Microsoft Corp and Google Inc have sealed separate agreements to access real-time content from Web phenomenon Twitter, intensifying their battle for a search market that Google now dominates.

Google and Microsoft's 5-month-old Bing search engine, which hopes to take on the current leader, both won access to Twitter's store of public data in real time, executives at the two companies said on Wednesday.

The long-expected deals are expected to ramp up the efficacy and lure of search results, by allowing users to scan real-time Tweets: 140-character stream-of-consciousness messages that Twitter hosts on its vastly popular website.

But Microsoft appeared to one-up its rival Google, which controls 65 percent of the search market, with a deal also to include content from social networking site Facebook, one of the Internet's most visited addresses.

Terms of the deals -- which were non-exclusive -- were not disclosed.

In the past few years, an entirely new type of data has emerged -- real-time updates like those on Twitter, said Marissa Mayer, Google's vice president of search products.

We have reached an agreement with Twitter to include their updates in our search results. We believe that our search results and user experience will greatly benefit from the inclusion of this up-to-the-minute data.

Twitter, the 3-year-old Web start-up that has become an Internet sensation popularized by celebrities and government, attracts tens of millions of visitors every month.

Qi Lu, president of online services at Microsoft, said data from Twitter could provide signals about which content on the Web is most popular and most relevant to search queries.

You can use those to augment today's search experience, Lu told a San Francisco Internet conference.

AN INTERNET PHENOMENON

From Wednesday, Twitter search results will be accessible on a special section of Bing as a beta, or test product. Microsoft plans to present the most popular Tweets of the moment, while allowing Web surfers to view Twitter messages that contain links to other Web content. Microsoft will filter out spam and other extraneous data.

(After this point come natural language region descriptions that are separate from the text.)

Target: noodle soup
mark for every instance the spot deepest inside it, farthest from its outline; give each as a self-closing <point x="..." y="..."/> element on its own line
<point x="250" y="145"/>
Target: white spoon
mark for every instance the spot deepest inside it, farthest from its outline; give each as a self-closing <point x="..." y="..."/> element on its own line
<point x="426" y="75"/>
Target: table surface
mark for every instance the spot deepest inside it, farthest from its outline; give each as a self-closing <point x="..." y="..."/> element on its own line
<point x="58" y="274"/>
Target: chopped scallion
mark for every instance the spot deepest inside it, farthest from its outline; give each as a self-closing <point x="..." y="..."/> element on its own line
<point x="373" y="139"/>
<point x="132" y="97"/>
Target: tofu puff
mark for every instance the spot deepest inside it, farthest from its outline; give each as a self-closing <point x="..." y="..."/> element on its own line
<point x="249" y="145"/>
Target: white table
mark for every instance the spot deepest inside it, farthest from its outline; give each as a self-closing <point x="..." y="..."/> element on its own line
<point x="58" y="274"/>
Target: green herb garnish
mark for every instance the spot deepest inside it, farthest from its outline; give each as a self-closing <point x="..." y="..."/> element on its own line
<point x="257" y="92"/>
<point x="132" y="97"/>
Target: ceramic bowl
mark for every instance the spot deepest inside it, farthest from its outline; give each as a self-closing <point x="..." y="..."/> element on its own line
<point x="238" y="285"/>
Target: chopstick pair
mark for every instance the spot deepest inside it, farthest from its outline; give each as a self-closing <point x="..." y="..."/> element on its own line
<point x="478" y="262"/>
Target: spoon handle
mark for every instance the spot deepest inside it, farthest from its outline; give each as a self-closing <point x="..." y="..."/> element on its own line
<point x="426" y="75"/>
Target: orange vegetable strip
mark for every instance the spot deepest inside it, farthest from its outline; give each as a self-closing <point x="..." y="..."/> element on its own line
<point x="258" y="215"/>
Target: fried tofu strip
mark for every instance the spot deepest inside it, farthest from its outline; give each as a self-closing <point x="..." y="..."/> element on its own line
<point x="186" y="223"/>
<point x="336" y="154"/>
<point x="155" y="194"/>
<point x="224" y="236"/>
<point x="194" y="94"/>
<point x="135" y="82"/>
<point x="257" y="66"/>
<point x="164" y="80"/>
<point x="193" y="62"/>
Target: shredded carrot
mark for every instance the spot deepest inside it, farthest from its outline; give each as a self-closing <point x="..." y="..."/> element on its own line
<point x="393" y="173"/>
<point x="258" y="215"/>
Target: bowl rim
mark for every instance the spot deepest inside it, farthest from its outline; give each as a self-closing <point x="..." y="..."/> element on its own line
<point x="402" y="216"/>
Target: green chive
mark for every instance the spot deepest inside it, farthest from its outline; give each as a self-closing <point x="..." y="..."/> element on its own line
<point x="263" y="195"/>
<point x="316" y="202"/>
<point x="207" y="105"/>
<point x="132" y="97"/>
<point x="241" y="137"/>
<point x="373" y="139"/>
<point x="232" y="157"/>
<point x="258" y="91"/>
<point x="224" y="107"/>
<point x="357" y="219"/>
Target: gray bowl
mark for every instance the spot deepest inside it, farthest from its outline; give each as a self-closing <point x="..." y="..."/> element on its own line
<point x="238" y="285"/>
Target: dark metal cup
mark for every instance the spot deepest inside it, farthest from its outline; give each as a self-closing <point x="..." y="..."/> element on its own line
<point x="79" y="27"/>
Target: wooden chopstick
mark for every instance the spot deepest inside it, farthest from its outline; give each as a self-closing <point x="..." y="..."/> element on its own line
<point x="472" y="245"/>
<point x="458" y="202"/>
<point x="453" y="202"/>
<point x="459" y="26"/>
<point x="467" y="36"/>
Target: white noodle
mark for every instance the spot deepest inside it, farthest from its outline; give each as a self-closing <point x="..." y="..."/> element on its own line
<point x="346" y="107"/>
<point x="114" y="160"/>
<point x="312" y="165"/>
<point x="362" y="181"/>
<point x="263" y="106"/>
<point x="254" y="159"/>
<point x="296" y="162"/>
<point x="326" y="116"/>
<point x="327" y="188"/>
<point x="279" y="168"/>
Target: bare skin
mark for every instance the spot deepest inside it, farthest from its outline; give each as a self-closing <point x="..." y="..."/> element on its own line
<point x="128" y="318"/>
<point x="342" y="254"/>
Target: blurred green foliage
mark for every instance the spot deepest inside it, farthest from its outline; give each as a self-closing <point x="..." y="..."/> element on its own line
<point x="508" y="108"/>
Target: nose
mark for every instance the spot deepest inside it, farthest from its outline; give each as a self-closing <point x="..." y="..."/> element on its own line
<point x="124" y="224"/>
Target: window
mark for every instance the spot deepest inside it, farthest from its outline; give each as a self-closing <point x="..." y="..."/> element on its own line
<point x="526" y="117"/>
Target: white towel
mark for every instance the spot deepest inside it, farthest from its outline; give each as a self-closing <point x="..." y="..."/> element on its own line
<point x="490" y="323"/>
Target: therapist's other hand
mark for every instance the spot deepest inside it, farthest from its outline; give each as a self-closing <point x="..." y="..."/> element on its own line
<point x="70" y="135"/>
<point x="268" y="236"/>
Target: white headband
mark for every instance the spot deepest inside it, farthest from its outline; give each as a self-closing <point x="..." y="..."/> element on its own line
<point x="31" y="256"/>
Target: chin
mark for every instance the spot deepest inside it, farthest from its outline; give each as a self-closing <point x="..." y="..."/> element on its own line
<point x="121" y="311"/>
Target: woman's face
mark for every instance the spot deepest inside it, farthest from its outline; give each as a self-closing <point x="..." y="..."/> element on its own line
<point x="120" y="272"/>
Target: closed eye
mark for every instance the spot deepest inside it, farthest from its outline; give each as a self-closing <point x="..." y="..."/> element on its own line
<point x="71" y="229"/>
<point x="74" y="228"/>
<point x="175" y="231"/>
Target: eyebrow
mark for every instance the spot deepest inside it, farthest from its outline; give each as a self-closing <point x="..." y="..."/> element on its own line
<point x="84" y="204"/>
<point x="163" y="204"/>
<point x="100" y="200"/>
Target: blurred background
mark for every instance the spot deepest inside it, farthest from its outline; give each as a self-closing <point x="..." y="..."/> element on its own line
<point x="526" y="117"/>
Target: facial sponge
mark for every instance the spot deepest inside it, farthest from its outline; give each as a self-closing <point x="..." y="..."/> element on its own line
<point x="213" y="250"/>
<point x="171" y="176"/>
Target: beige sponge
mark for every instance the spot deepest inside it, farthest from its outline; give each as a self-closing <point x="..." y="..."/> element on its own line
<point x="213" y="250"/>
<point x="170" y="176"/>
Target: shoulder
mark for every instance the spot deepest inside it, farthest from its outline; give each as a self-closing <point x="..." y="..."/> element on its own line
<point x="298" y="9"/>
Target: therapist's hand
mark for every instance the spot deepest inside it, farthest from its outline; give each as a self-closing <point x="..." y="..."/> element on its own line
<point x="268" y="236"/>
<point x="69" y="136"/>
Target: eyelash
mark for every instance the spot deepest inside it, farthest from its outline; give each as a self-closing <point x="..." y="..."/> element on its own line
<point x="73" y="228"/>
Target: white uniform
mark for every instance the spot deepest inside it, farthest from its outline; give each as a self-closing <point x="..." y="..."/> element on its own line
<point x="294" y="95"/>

Conversely, Bing's Facebook deal encompasses only messages that its 300 million-plus users have flagged as viewable to the public, a practice that is relatively new and not as widespread on the social network, where users typically send messages to groups of friends.

This is one of the first times that a search engine will be differentiated through access to content. We think Bing will benefit from the right to index and display the tweets almost as soon as they are posted, JPMorgan said in a research note before Google announced its own agreement.

As searchers are looking for more and more real-time Web results, we think this partnership will help Bing to improve its user experience.

Microsoft also inked a deal this year to entwine its search efforts with Yahoo's.

Yahoo's chief technology officer, Ari Balogh, told reporters that, generally speaking, any data Microsoft's search engine has access to would also be accessible to Yahoo under the terms of their partnership.